One of the climactic moments of the film is when Richie learns that Margot has been having a number of affairs. He goes in the bathroom, cuts off all his hair and then attempts suicide by slitting his wrists. It is a shocking and gruesome display of self harm, and the event seems to take all of the instances of depression in the film and give them a moment of catharsis. He is rushed to the hospital and survives, and the act seems to create some kind of unity and connection around the isolating feelings of sadness felt by all of the Tenenbaums.
Homecoming
Early on in the film, Chas becomes so paranoid about the safety of his own home that he decides to move himself and his two sons into his childhood home. Jealous that Chas is able to do so, Margot comes home as well. In a strange regressive chain, the two Tenenbaum children return to their childhood rooms, perfectly preserved as though they have never left.

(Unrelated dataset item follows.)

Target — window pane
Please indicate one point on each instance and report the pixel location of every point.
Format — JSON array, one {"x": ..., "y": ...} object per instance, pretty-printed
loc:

In order to escape homelessness, Royal Tenenbaum devises a lie that he is dying of stomach cancer. By pretending to be terminally ill, Royal manages to gather his family around him and snag a room in his old home. At the news of his father's "illness," Richie returns home as well, and for the first time in 22 years, all of the Tenenbaums are under one roof. Thus a major theme of the film is homecoming, not just in the physical sense, but also a return to childhood, to the past, to the preserved family unit.
Redemption
Ultimately, the film is a redemption narrative, in that by the end, Royal has made amends with his family, even if he hasn't changed very much. He shows up for Richie when Richie asks his advice about Margot, he apologizes to Henry for giving him such a hard time, and he reconciles with Chas. While he hasn't necessarily become a markedly better person, he has redeemed himself in the eyes of his family members and figured out how to be more accountable to them.
More broadly, it is a redemption narrative for all the characters. By the end, Chas becomes less fearful, Margot has a play produced, and Richie begins to teach tennis. All of the Tenenbaums learn to integrate themselves more healthily with the world around them, to repent for past mistakes and neuroses, and to find some level of peace.